Sustainable Irrigation Strategies for Climate-Resilient Farming Systems
Keywords:
Precision irrigation, Deficit irrigation, Water use efficiency, Climate resilience, Sensor-based schedulingAbstract
Intensifying climate variability poses unprecedented threats to agricultural water security across Europe and globally,
necessitating a transition from conventional flood and furrow irrigation towards precision, deficit, and sensor-guided
irrigation strategies that maximise water productivity while maintaining acceptable yield levels. This study evaluates four
irrigation regimes--full irrigation (FI), regulated deficit irrigation (RDI), partial root-zone drying (PRD), and sensor-triggered
variable rate irrigation (VRI)--across three crops (maize, wheat, and tomato) at six experimental sites in Austria, Spain,
and France over a four-year period (2020-2024).
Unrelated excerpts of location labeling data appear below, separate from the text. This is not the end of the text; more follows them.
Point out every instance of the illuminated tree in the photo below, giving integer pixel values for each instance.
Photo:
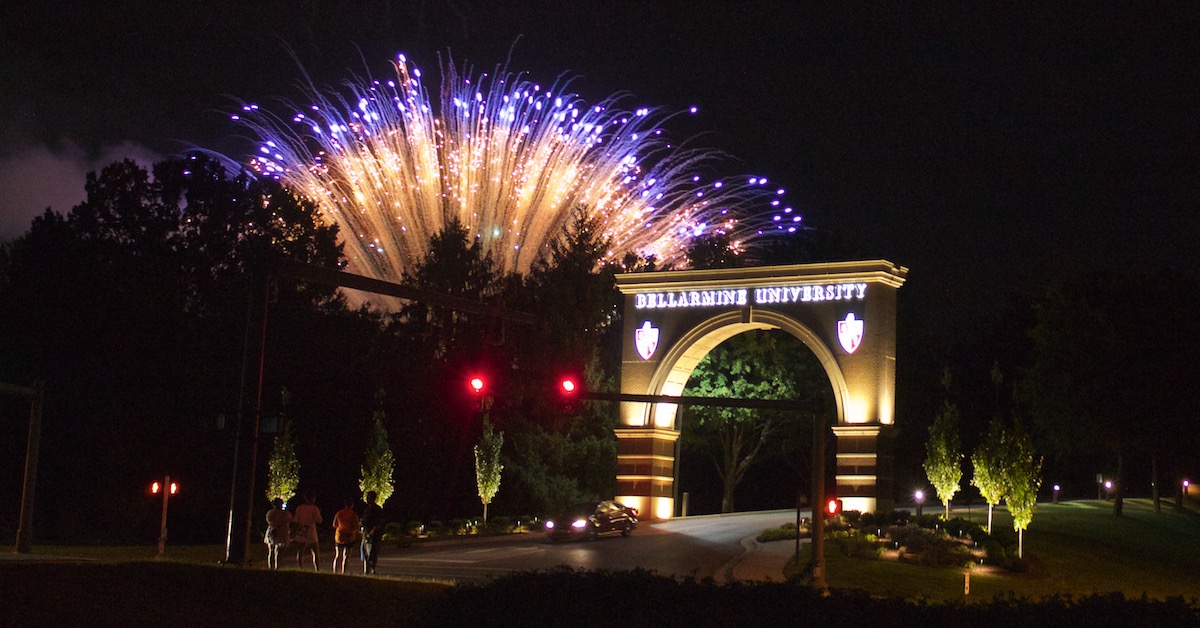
(1024, 478)
(283, 468)
(379, 464)
(943, 458)
(487, 465)
(990, 462)
(753, 365)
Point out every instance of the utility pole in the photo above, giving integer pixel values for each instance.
(36, 395)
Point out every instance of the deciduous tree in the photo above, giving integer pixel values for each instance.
(943, 450)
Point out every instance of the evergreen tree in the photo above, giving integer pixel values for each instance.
(283, 468)
(487, 465)
(379, 464)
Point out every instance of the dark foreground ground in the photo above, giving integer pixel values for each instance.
(163, 593)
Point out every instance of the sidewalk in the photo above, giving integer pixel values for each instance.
(760, 562)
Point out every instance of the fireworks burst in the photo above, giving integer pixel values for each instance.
(391, 167)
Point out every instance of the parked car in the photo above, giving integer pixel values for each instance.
(588, 520)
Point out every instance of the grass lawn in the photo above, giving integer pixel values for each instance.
(1073, 548)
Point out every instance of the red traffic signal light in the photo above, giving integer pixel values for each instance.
(172, 489)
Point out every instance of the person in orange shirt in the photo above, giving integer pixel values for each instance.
(346, 531)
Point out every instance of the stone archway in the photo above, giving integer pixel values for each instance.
(844, 312)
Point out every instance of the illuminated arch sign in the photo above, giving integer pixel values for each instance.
(739, 297)
(844, 312)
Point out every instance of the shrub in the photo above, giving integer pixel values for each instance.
(784, 532)
(929, 548)
(502, 525)
(882, 520)
(462, 526)
(857, 545)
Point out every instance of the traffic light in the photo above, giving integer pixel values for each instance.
(569, 387)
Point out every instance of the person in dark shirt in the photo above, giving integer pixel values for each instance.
(372, 532)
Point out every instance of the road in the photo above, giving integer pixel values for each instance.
(701, 546)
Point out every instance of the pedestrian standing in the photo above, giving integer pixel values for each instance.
(277, 522)
(372, 532)
(346, 532)
(306, 519)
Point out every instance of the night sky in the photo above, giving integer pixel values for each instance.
(984, 147)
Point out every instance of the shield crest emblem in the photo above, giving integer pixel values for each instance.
(850, 333)
(646, 339)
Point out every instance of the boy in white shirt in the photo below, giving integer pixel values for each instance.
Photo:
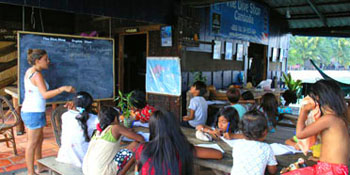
(198, 106)
(250, 155)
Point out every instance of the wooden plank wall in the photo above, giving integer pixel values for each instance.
(279, 38)
(170, 103)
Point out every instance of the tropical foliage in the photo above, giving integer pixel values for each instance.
(323, 50)
(293, 86)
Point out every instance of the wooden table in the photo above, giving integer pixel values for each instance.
(225, 164)
(13, 92)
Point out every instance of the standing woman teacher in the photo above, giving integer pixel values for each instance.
(33, 107)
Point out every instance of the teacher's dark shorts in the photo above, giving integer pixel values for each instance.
(34, 120)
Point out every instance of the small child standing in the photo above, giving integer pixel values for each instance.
(332, 126)
(269, 106)
(198, 106)
(250, 155)
(233, 96)
(78, 125)
(226, 124)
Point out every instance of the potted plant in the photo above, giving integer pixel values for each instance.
(294, 87)
(125, 105)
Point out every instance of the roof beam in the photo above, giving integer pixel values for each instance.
(315, 16)
(306, 4)
(314, 8)
(322, 31)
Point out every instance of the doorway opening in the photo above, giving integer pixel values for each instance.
(135, 62)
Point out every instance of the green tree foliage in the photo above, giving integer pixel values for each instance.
(320, 49)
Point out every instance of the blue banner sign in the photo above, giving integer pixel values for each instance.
(240, 19)
(163, 75)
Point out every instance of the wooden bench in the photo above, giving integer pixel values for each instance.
(59, 168)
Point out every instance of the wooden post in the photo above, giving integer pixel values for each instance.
(14, 94)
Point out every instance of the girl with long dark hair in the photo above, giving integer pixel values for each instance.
(226, 124)
(269, 105)
(78, 125)
(168, 151)
(104, 155)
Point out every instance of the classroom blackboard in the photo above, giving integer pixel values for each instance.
(86, 63)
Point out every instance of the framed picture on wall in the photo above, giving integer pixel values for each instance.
(228, 51)
(274, 54)
(281, 54)
(240, 50)
(217, 50)
(166, 36)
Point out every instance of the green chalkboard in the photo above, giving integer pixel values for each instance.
(87, 63)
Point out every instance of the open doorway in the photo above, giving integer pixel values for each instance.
(256, 63)
(135, 62)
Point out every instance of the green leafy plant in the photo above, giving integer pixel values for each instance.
(198, 76)
(294, 86)
(124, 103)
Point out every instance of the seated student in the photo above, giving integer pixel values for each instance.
(140, 110)
(226, 124)
(269, 106)
(332, 126)
(102, 157)
(168, 151)
(78, 124)
(233, 95)
(198, 106)
(251, 155)
(247, 95)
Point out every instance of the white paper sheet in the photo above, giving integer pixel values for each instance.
(281, 149)
(214, 146)
(145, 135)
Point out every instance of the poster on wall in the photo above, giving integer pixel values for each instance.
(239, 52)
(228, 51)
(163, 75)
(215, 26)
(243, 20)
(165, 35)
(217, 50)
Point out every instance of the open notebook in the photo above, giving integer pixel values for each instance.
(281, 149)
(214, 146)
(145, 135)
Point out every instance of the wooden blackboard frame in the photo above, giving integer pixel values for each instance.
(61, 35)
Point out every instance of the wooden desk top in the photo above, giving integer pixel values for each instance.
(11, 90)
(225, 164)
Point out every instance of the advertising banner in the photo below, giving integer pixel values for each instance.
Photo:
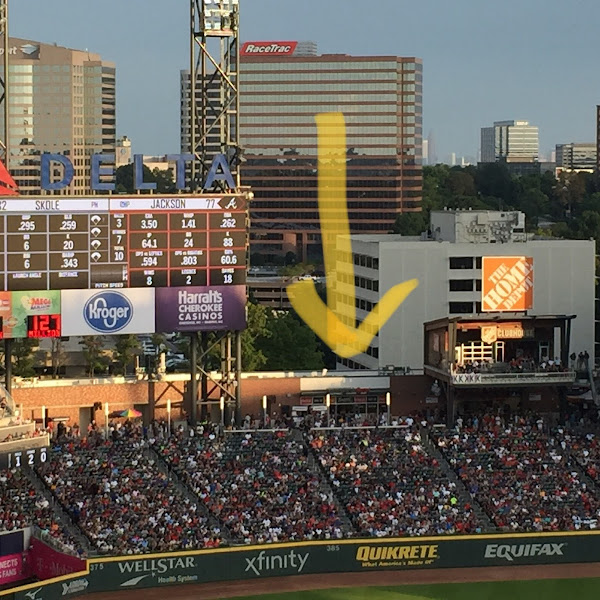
(268, 48)
(46, 562)
(214, 308)
(507, 283)
(15, 307)
(107, 312)
(11, 568)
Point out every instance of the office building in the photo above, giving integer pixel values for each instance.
(457, 264)
(61, 101)
(510, 141)
(576, 157)
(283, 86)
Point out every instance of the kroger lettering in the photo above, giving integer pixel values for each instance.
(108, 311)
(509, 553)
(276, 562)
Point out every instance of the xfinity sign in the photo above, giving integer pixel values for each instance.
(219, 171)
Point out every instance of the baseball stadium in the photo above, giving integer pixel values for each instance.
(472, 474)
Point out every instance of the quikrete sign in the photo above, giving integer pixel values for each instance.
(219, 171)
(507, 283)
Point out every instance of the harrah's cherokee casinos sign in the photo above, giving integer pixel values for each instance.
(268, 48)
(507, 283)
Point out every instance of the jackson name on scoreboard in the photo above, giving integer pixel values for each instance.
(122, 241)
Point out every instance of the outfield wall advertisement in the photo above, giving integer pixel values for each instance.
(309, 558)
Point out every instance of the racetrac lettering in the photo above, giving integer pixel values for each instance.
(264, 562)
(371, 553)
(157, 565)
(510, 553)
(268, 48)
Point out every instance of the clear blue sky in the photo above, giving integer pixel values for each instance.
(483, 60)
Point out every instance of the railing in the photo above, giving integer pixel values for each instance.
(496, 378)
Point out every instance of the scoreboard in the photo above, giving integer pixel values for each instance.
(97, 242)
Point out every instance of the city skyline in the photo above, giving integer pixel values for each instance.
(464, 89)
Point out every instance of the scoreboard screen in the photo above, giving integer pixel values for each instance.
(57, 243)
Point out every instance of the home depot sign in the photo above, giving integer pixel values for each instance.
(507, 283)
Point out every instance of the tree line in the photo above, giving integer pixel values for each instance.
(566, 206)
Crop water productivity (CWP), irrigation water use efficiency (IWUE),
yield, and soil moisture dynamics were monitored using capacitance sensors, eddy-covariance towers, and
satellite-derived evapotranspiration estimates. VRI achieved the highest mean IWUE (2.84 kg m-3) and reduced applied
water by 31.4% relative to FI while sustaining 97.2% of maximum achievable yield across all crops and sites. RDI and
PRD reduced water application by 22.7% and 27.1% respectively with acceptable yield penalties (< 9%). Integration of
AI-driven scheduling algorithms with VRI reduced irrigation decisions error by 38% relative to calendar-based scheduling.
These results advocate a phased transition to VRI as the primary irrigation paradigm for climate-resilient European
farming, guided by real-time soil-plant-atmosphere sensing.